Many SUHs are produced from injuries that cause excessive flexion to the distal phalanx. Therefore, one should always check for avulsion of the extensor tendon (mallet finger). In the excitement of draining the hematoma, this injury may be missed and produce a noticeable cosmetic deformity if treatment is not initially correct. Some authors advise prepping the nail with alcohol before cautery. I don't usually do this, but if it's done, be certain that the alcohol is dry because it will catch on fire with the cautery (and produce a nearly invisible flame).
Lastly, some unusual entities can masquerade as a subungual hematoma so don't assume that all dark patches under a nail are blood collections. Such things as malignant melanomas, Kaposi's sarcoma, pigmented nevi, glomus tumors, and splinter hemorrhages from endocarditis could cause some embarrassment if they were inadvertently assumed to be a simple SUH.

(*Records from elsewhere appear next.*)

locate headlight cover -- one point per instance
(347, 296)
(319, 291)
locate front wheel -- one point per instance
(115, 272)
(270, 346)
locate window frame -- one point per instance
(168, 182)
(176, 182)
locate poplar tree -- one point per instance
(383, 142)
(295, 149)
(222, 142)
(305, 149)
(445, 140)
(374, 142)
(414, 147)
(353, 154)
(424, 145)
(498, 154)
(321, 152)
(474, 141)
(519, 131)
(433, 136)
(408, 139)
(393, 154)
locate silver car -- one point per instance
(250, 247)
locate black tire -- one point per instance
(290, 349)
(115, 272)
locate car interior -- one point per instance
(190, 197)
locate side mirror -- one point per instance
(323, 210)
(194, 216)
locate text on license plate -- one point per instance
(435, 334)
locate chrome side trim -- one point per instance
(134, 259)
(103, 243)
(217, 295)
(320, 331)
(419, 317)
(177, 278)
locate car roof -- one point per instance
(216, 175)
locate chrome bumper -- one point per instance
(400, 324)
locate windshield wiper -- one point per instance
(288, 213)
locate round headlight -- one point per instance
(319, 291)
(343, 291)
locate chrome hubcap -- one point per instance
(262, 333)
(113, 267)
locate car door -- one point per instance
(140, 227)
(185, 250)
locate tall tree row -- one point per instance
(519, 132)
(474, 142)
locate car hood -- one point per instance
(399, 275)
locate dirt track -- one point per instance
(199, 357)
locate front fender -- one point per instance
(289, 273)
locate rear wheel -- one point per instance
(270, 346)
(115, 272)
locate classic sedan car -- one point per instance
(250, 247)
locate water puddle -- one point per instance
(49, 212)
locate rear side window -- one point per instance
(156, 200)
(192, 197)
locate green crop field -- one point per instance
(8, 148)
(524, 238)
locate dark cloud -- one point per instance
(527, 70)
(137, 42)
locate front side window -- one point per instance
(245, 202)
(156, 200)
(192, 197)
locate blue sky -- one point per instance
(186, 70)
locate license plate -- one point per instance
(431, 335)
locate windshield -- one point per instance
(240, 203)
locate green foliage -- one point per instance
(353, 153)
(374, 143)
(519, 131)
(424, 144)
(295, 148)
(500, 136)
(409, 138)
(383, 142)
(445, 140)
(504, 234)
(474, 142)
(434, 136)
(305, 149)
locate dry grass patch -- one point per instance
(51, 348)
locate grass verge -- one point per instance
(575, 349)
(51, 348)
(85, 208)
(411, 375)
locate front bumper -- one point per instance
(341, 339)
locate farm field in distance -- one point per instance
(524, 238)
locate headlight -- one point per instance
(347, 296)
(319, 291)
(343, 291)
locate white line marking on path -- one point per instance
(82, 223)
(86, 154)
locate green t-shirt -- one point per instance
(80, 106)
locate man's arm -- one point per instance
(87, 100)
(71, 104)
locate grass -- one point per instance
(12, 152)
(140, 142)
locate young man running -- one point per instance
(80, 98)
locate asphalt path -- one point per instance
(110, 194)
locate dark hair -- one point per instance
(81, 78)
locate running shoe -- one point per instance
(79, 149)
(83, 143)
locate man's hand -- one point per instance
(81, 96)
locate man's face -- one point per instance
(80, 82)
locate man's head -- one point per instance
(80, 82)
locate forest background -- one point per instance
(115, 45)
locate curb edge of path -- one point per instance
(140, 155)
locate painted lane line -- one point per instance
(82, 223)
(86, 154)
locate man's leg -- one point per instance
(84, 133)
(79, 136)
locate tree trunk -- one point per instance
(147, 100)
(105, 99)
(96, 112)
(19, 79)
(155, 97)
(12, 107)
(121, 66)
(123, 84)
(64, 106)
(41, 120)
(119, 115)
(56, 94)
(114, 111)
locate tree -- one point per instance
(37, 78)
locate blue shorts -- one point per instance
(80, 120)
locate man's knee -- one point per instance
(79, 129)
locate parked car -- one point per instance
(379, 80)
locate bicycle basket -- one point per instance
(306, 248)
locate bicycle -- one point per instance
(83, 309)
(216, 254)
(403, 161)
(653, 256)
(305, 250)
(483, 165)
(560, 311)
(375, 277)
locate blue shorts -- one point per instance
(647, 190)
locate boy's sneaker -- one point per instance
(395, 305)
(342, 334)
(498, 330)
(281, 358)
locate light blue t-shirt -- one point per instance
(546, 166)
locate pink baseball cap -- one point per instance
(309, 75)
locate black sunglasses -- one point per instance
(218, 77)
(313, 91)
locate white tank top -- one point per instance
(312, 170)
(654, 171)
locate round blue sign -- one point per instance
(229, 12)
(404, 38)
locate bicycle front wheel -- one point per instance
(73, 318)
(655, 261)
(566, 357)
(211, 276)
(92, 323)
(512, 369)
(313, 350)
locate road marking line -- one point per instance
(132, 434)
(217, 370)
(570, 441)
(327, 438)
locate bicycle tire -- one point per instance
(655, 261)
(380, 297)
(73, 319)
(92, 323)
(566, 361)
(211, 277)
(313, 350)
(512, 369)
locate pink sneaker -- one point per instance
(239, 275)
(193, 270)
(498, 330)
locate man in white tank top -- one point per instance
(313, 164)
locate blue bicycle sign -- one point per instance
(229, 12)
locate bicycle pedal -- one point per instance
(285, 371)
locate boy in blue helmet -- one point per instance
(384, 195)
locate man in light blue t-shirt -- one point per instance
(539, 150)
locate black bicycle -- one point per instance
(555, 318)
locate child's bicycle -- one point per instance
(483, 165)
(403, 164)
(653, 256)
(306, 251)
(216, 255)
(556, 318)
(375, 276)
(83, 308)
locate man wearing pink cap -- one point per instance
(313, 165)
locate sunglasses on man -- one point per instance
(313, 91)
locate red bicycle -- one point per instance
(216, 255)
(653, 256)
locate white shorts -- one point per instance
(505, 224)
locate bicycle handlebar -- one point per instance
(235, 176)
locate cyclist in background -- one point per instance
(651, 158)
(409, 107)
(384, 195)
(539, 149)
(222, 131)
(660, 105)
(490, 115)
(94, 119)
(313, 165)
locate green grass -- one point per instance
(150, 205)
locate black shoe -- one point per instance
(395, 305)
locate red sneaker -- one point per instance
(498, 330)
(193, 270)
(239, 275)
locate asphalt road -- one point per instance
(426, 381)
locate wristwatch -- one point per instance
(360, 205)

With specific regard to children and SUH, Roser and Gellman (J Hand Surg [Am] 1999;24:1166) found no difference in final outcome in 52 children randomized to simple trephination versus nail removal/nail bed repair in a two-year follow-up study. Again, the criteria for simple trephination was simply an intact nail and intact nail margin, regardless of the presence of an underlying tuft fracture. As expected, the cost of nail removal was at least four times that of simply placing a hole in the nail bed to drain the blood.
It seems logical to provide simple nail trephination in all patients with SUH, with ordering routine x-rays dictated by the individual situation. Adequate holes should be made in the nail to ensure continual drainage. Routine antibiotic coverage is unnecessary, even if there is a tuft fracture. If the nail is loose, split, or the laceration extends past the nail margin, the nail should be removed, the laceration of the nail bed repaired, and the nail reapplied as a dressing. Obviously all displaced fractures should be reduced and splinted as appropriate.
© 2003 Lippincott Williams & Wilkins, Inc.